"The Death of the Floppy" Examined to an Unhealthy Degree
As you may recall, I'm a fan of numbers. It's a serious fascination for me, and given my love of comics and statistics, it's impossible for me to not want to fuse them together. In a lot of ways, SKTCHD was my attempt to make a comic version of Fangraphs - I briefly even considered calling the site "Fanboygraphs," before I decided that was way too cheesy - because that baseball site is so good at marrying excellent writing with in-depth analysis of data.

These days, I'm not doing as much analysis of that variety because SKTCHD is, largely, just a depository for my podcasts.
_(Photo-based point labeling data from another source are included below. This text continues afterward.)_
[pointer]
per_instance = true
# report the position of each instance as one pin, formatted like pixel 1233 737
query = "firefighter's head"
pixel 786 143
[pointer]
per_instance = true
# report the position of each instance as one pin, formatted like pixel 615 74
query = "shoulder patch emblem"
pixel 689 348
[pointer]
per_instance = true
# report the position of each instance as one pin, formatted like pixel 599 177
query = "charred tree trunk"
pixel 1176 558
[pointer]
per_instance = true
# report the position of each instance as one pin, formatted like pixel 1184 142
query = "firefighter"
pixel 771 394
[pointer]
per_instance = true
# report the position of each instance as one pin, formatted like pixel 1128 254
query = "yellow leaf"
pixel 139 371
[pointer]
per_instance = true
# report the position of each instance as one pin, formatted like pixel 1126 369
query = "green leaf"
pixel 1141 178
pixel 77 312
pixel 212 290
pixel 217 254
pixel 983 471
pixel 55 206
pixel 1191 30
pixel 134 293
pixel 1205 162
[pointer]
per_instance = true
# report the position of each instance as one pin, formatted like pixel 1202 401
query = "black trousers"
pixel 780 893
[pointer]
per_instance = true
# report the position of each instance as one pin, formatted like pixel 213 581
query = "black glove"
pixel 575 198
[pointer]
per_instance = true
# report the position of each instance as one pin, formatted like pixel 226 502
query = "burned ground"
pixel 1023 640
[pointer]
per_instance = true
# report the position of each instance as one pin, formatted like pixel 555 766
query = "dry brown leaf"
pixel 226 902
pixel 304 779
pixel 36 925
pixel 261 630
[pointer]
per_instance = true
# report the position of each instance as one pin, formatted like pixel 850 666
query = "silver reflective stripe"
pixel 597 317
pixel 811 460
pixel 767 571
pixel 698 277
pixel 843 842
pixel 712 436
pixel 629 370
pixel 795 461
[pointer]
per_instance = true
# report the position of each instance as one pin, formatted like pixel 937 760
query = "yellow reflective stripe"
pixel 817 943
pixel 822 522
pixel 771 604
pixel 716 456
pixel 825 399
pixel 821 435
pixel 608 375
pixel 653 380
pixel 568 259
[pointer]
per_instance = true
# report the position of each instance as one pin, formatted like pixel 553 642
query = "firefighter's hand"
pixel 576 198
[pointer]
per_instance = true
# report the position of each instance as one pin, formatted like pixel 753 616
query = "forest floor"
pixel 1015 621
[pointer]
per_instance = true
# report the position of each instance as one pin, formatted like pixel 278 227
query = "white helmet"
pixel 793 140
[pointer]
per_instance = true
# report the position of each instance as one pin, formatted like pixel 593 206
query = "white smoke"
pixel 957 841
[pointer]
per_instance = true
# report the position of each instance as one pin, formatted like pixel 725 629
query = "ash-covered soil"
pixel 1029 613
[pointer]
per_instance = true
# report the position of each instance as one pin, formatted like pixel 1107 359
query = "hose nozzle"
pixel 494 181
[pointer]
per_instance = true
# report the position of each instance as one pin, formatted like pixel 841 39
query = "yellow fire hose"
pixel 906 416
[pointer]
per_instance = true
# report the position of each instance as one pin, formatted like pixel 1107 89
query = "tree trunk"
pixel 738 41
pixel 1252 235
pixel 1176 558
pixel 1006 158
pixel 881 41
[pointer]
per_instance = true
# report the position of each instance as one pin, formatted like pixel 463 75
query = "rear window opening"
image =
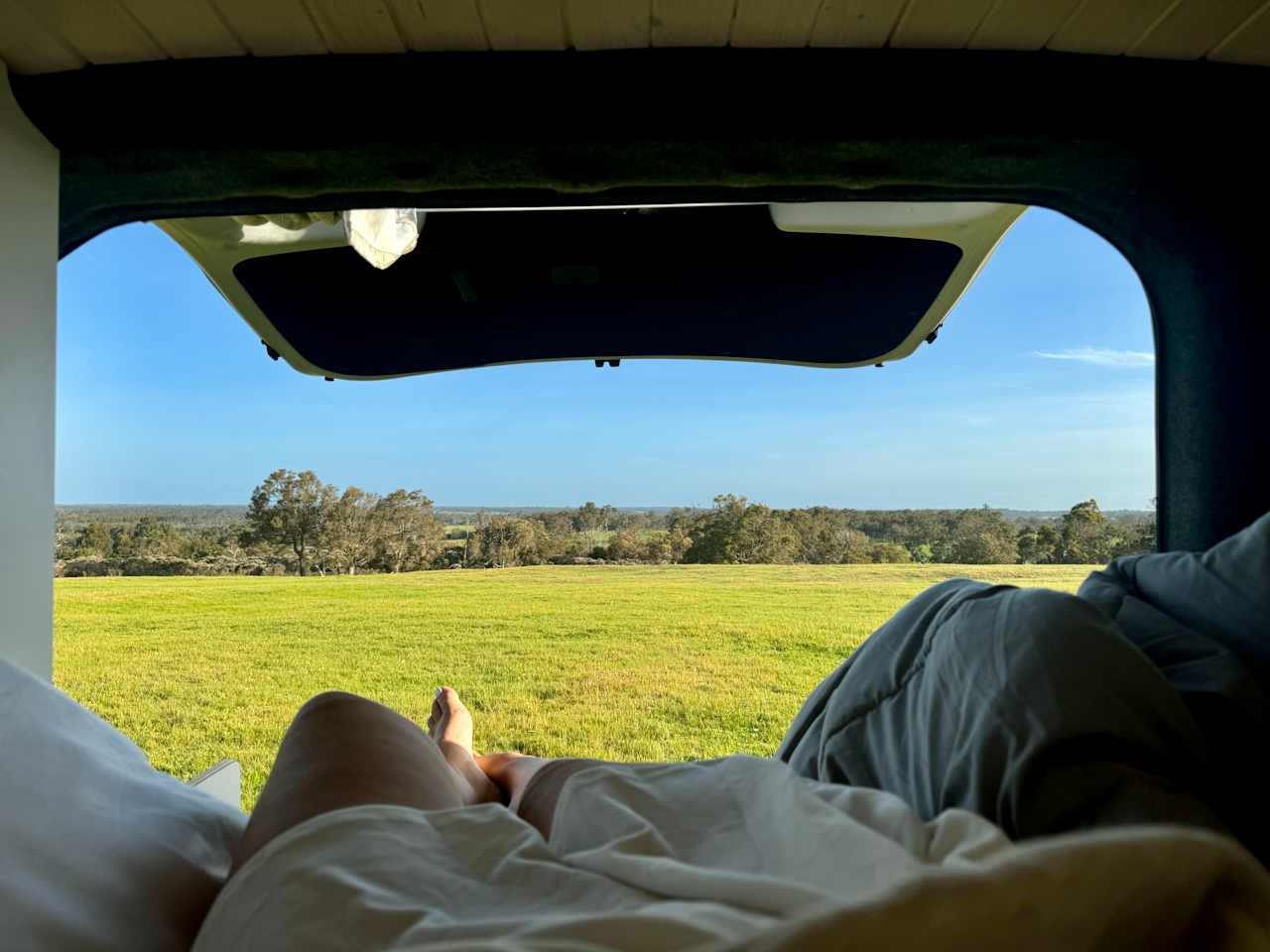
pixel 662 557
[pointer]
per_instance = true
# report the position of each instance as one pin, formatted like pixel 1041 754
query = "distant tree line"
pixel 295 524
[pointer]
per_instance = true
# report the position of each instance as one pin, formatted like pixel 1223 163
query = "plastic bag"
pixel 382 235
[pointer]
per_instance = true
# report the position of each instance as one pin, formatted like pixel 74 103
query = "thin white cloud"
pixel 1102 357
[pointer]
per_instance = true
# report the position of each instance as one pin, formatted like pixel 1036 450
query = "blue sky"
pixel 1037 395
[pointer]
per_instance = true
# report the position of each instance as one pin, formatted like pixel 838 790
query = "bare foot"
pixel 449 724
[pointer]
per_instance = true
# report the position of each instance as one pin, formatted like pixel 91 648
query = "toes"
pixel 437 712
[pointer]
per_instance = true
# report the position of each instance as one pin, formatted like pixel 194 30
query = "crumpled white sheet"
pixel 730 853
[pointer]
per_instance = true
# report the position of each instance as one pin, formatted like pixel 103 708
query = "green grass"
pixel 625 662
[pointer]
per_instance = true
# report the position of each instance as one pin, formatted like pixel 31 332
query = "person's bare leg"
pixel 343 751
pixel 449 725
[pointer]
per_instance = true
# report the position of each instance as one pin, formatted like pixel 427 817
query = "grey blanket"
pixel 1143 698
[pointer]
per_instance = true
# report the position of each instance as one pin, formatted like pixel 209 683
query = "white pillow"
pixel 98 851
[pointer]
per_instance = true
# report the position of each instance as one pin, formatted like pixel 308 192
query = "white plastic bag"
pixel 382 235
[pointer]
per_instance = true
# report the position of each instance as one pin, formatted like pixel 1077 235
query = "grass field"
pixel 627 662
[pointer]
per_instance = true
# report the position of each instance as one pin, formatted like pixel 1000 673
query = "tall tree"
pixel 290 508
pixel 1084 534
pixel 408 531
pixel 508 539
pixel 353 530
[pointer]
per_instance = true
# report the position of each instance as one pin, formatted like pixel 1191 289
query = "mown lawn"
pixel 625 662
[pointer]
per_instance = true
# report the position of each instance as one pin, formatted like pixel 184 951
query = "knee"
pixel 333 703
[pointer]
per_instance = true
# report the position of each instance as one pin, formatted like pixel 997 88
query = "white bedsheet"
pixel 734 852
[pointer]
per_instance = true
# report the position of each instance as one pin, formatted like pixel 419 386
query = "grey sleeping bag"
pixel 1141 699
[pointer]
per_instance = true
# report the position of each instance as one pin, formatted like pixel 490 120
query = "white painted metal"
pixel 218 244
pixel 28 321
I just don't really do that kind of writing. And I'll be honest: I miss it. It's my favorite thing to do, writing wise.

That's why when John Jackson Miller over at Comichron tweeted out the following chart, my wheels began turning something fierce.

A little background before I talk about the information within the tweet. There's a fair amount of sentiment out there that we're in the death spiral of the "floppy" comic, or the single issue comic...or whatever you want to call it. That it's going to go away, and that the market for the single issue form is just not the same. Heidi MacDonald of The Beat, for one, came on Off Panel a little while ago and noted that she thinks we're on that path now. There are regular pieces about it elsewhere, and as Twitter does, there tends to be semi-regular hubbub along those lines in the comics Twitter conversation.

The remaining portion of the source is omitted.